A party seeking an adverse inference instruction (or other sanctions) based on the spoliation of evidence must establish the following three elements: (1) that the party having control over the evidence had an obligation to preserve it at the time it was destroyed; (2) that the records were destroyed with a "culpable state of mind" and (3) that the evidence was "relevant" to the party's claim or defense such that a reasonable trier of fact could find that it would support that claim or defense.

Reinsdorf, 296 F.R.D. at 626 (quoting Zubulake v. UBS Warburg LLC, 220 F.R.D. 212, 220 (S.D.N.Y. 2003) ).

The Trustee has not established the necessary culpable state of mind in disposing of estate assets that would warrant the imposition of sanctions in this case. In Mr. Ingrim's Declaration filed in response to the Motion, the Defendant stated that he stored the sign for 36 months, the Trustee did not inquire about the sign until 2018, and he believed the sign became his after expiration of the lease with the Debtor. Resp. Ex. 1, ECF No. 116. Mr. Ingrim stated in his deposition that the point of sales device was similarly held and then eventually thrown away. Ellis Decl. Ex. 4 at 33, ECF No. 112. Although the disposition of these assets postpetition were unauthorized, the Bankruptcy Code allows the Trustee to avoid the transfers under § 549 and obtain a monetary judgment under § 550 for their value. The evidence does not establish that the Defendants' actions rise to the level of sanctionable conduct warranting an additional judgment against the Defendants for the Plaintiff's attorneys fees. For similar reasons, the Court also disagrees with the Plaintiff that an award of fees is warranted under the Court's inherent authority under § 105.

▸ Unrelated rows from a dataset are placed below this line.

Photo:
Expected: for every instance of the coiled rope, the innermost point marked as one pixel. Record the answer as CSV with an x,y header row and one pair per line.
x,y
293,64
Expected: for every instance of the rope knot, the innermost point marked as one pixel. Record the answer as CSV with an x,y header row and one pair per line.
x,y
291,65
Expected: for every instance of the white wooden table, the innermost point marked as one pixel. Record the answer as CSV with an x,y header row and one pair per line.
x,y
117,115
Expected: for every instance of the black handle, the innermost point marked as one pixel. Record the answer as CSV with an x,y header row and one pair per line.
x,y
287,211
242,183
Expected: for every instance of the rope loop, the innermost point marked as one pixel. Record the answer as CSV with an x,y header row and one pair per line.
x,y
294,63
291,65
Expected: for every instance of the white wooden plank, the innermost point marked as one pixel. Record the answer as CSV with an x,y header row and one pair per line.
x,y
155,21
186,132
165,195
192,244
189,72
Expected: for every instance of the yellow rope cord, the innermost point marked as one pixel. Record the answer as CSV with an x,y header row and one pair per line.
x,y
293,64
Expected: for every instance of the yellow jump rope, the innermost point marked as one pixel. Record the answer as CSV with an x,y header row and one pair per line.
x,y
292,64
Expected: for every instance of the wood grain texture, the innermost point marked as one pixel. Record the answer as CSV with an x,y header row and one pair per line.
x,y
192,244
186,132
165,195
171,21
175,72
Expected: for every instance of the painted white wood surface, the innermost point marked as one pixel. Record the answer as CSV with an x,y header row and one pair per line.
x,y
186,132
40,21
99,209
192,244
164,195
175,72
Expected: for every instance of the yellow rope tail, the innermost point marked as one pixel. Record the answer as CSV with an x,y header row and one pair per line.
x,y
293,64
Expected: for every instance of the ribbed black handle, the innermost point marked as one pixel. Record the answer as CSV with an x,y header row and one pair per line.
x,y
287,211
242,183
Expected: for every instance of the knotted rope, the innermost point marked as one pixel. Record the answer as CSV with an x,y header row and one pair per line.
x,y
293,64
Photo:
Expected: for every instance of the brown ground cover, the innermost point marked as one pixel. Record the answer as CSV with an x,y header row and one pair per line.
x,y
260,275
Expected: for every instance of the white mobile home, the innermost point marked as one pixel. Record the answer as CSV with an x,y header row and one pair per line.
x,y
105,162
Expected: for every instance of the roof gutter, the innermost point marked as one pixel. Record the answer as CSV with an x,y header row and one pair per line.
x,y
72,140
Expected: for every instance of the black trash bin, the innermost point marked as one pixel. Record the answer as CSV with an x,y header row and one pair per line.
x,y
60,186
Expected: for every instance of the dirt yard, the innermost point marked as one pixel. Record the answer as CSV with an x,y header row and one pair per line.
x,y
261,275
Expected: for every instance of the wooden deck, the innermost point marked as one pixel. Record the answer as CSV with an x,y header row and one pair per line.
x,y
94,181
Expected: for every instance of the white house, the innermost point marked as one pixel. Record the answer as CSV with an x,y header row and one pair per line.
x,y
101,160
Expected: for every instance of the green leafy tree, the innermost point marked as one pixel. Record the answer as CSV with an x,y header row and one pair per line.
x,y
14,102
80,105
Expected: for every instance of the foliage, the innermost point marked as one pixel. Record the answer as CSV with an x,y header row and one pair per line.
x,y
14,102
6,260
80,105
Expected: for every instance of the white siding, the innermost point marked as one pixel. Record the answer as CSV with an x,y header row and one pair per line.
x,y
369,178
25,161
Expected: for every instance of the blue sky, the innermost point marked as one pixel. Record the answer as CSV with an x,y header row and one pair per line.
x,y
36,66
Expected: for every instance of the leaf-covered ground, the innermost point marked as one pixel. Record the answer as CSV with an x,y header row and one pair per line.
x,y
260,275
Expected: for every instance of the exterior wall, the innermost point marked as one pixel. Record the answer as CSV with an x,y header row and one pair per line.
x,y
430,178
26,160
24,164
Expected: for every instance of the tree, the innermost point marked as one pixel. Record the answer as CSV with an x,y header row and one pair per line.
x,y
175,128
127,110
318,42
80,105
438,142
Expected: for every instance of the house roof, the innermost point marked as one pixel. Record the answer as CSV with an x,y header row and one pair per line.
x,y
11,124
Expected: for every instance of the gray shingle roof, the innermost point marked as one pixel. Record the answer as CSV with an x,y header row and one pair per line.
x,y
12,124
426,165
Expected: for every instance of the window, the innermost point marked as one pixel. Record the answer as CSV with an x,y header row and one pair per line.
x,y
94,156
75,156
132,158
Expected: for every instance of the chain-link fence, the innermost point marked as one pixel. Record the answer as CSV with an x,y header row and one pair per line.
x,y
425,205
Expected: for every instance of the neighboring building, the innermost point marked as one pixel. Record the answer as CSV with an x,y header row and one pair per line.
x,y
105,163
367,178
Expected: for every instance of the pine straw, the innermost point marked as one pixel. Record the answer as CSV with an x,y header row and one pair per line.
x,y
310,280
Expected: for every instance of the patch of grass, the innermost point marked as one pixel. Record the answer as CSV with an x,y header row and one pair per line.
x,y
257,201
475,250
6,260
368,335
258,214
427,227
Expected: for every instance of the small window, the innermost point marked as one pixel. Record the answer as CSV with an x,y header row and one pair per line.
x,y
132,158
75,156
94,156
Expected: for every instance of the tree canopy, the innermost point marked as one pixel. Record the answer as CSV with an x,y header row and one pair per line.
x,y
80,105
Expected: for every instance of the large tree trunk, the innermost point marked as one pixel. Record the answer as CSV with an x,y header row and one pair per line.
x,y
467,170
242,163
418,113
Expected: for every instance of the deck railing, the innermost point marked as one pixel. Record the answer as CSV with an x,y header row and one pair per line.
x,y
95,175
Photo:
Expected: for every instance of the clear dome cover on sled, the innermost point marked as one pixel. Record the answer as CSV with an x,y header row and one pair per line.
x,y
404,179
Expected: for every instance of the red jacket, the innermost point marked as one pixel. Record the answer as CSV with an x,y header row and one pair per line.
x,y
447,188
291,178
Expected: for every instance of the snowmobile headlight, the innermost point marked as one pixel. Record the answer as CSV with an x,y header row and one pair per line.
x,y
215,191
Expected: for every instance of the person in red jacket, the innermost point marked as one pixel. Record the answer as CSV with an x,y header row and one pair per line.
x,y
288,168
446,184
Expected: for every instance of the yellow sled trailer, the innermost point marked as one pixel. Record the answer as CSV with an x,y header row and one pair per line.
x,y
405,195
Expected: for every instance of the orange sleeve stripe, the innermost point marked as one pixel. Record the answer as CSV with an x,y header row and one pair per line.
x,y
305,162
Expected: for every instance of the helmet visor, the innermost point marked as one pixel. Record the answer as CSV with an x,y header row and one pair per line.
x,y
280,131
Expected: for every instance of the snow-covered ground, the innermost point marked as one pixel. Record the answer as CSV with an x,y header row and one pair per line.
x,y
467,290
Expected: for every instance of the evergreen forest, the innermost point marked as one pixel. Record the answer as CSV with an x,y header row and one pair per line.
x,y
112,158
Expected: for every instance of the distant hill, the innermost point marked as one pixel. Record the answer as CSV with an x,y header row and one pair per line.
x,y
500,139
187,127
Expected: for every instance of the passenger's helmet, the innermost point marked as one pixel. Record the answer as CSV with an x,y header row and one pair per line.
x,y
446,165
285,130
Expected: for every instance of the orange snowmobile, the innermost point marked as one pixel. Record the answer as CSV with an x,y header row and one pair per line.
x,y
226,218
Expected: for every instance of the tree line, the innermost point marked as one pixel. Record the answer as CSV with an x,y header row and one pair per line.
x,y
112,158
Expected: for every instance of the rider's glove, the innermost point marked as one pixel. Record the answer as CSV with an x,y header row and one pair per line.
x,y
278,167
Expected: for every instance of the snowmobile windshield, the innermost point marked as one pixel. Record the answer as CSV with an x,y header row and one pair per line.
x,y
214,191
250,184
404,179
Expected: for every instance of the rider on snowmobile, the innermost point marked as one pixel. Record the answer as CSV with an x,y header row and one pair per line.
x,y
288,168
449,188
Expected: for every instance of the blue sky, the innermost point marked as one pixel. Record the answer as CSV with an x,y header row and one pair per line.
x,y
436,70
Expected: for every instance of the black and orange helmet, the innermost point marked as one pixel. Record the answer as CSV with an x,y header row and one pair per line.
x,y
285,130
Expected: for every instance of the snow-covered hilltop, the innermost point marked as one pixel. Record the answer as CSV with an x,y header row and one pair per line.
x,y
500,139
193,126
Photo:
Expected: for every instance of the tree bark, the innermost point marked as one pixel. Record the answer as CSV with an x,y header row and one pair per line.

Accordingly, the Trustee's Motion for Summary Judgment is granted as to the Trustee's claim under § 548 to avoid the transfer of $8,500 made on February 28, 2014. The Trustee's Motion for Summary Judgment is also granted as to the Trustee's claims under § 549 to avoid the transfers/disposition of the point of sale device and the neon sign and to recover the value of the point of sale device in the amount of $5,000 and $7,000 for the sign under § 550. The Trustee's motion for sanctions is denied. 
      
      Unless otherwise indicated, all chapter, section and rule references are to the Federal Bankruptcy Code, 11 U.S.C. §§ 101 -1532, and to the Federal Rules of Bankruptcy Procedure, Rules 1001 -9037.
     
      
      Oral argument of this appeal is scheduled before the BAP on October 25, 2018. BAP No. WW-17-1241-TaBKu.